To read through the anthology, poet by poet, is to be struck immediately by the fact that over the last hundred years Italian poetry has not developed so much by successive generations (sons and, increasingly, daughters turning against their parents) as within generations: everything seems to be happening at once, and one’s awareness of the various -isms falls away as the distinctive language of one poet is juxtaposed with another, their conversation determined by chronology rather than ideology. How thrilling it is to discover in this context the tender, ribald poems of Raffaello Baldini, who wrote in his native Romagnolo dialect, far more percussive even than Montale’s Italian, and is beautifully translated into rough-and-ready English by the novelist Adria Bernardi:
I understand, sure, hygiene, these days, if you’re not paying attention,
with all these sicknesses, you think I’m not aware?

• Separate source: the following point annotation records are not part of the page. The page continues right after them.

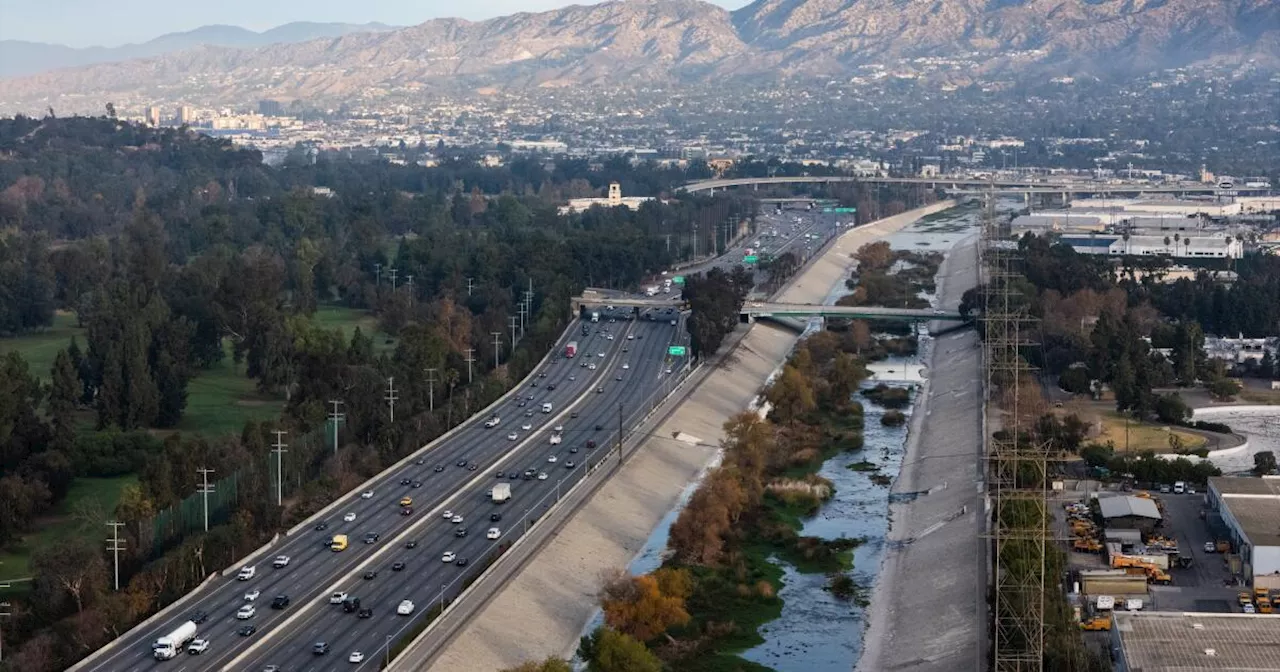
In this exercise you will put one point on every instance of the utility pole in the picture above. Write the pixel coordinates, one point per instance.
(279, 449)
(337, 417)
(115, 547)
(430, 388)
(392, 396)
(205, 488)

I’m not saying not to bathe, are you crazy?
you don’t want to wash? I’m just saying to not go overboard.
I’ve never much enjoyed reading anthologies; they rarely seem to contain what I’m looking for, and when they do, they rarely contain enough. But a few anthologies, like the two-volume Library of America anthology of nineteenth-century American poetry, edited by John Hollander, are so thoughtfully conceived that the experience of reading them feels like the experience of reading an intricate novel; you don’t want to skip anything, even if you know it well, because the pleasure lies in the buried narrative created by the anthologist’s choices. The FSG Book of Twentieth-Century Italian Poetry is such an anthology. Dip into it, if you like; look for a particular poet, listen for a particular translator. But for the most rewarding experience, read the whole book slowly, page by page.